Because they don't always feel safe turning to adults for help, they take matters into their own hands, turning to negative influences for ways of numbing, escaping, soothing, or self-medicating. Alcohol, smoking, cutting, eating disorders, pornography, sexual promiscuity, problems at school, sadness, irritability, and loss of interest in activities are all early indicators that a teen is masking a deeper issue. And they are usually the first signs that your teen may be in trouble.
Safe-place parents look beneath the surface to the heart of their teen.
Studies consistently show that an overwhelming majority of teens have friends and acquaintances that have experienced depression, drug and alcohol exploration, and sexual activity. Yet most often, teens say they wish they could discuss these issues in-depth not just with their friends but with their parents and other adults. Teens are letting out a primal scream of fear, anger, confusion, and hurt. Many have deep needs that are not being met, and your teen may be one of them. They want to be trusted, understood, and loved. They need to feel safe and secure, and they long for a life of meaning and purpose. They want to be listened to and heard, to be appreciated and valued, and to be supported in their efforts. They long for genuine connection and meaningful relationships based on real love.

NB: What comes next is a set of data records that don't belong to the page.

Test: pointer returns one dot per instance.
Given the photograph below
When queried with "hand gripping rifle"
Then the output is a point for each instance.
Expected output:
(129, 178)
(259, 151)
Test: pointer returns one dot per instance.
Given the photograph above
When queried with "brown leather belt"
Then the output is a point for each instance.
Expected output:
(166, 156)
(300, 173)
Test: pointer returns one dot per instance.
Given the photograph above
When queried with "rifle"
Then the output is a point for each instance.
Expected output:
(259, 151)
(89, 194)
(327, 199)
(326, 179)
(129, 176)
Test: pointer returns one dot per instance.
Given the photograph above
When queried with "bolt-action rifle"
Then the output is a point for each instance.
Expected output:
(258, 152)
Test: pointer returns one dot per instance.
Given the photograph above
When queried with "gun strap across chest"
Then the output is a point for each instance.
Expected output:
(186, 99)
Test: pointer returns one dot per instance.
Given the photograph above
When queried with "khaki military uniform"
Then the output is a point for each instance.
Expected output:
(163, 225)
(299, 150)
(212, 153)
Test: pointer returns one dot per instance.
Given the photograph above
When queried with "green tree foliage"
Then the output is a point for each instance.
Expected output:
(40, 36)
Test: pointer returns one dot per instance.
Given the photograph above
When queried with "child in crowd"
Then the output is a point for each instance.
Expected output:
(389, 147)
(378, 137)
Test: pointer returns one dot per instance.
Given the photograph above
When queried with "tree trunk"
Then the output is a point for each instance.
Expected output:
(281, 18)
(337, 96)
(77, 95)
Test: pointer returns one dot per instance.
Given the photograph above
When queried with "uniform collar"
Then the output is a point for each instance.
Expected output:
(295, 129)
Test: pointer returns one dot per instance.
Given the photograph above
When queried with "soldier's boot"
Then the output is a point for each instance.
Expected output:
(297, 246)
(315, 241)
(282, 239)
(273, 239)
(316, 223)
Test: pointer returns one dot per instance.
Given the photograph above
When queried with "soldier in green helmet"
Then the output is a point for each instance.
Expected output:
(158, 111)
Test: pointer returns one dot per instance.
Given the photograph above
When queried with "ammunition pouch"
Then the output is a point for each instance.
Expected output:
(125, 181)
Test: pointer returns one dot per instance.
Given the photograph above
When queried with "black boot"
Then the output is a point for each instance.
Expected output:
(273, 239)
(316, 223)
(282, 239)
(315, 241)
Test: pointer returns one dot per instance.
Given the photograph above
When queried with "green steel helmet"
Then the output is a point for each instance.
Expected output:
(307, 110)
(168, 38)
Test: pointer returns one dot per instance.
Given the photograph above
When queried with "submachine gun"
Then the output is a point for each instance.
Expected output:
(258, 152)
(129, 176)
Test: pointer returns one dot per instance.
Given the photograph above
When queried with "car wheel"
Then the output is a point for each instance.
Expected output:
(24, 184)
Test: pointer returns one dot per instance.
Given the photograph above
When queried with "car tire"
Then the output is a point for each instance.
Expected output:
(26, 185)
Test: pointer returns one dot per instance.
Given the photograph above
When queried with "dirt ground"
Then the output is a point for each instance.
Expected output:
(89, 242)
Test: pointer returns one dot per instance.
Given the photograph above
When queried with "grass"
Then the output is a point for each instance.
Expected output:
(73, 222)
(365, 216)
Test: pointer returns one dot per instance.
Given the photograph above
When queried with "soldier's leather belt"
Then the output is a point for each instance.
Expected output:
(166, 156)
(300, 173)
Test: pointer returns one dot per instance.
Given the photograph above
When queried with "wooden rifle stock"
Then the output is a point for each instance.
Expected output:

To begin the process of helping your teen, you must first discover exactly what he is facing. What's really going on beneath the surface?
2. Hurting teens tend to keep secrets, longing to be understood and loved.
This can apply to everyday events, but especially for teens who experience traumas such as rape, physical abuse, or overwhelming stress. Teens tend to keep hurtful and stressful things to themselves and internalize their pain. They don't yet know what to do with their painful feelings or where to go for help, so they keep these struggles hidden. Teenagers don't always understand the reality of what is happening to them, how to make sense of their strong emotions, or how to communicate their feelings.
Deep down they wish they could just go to their parents or other adults for support, but few actually do. Most think that parents and adults in general are not available to talk to, or if they were they wouldn't really understand-and tragically, their fears about sharing with adults are often justified. Teens who are in desperate trouble truly believe that there is nowhere to turn for help.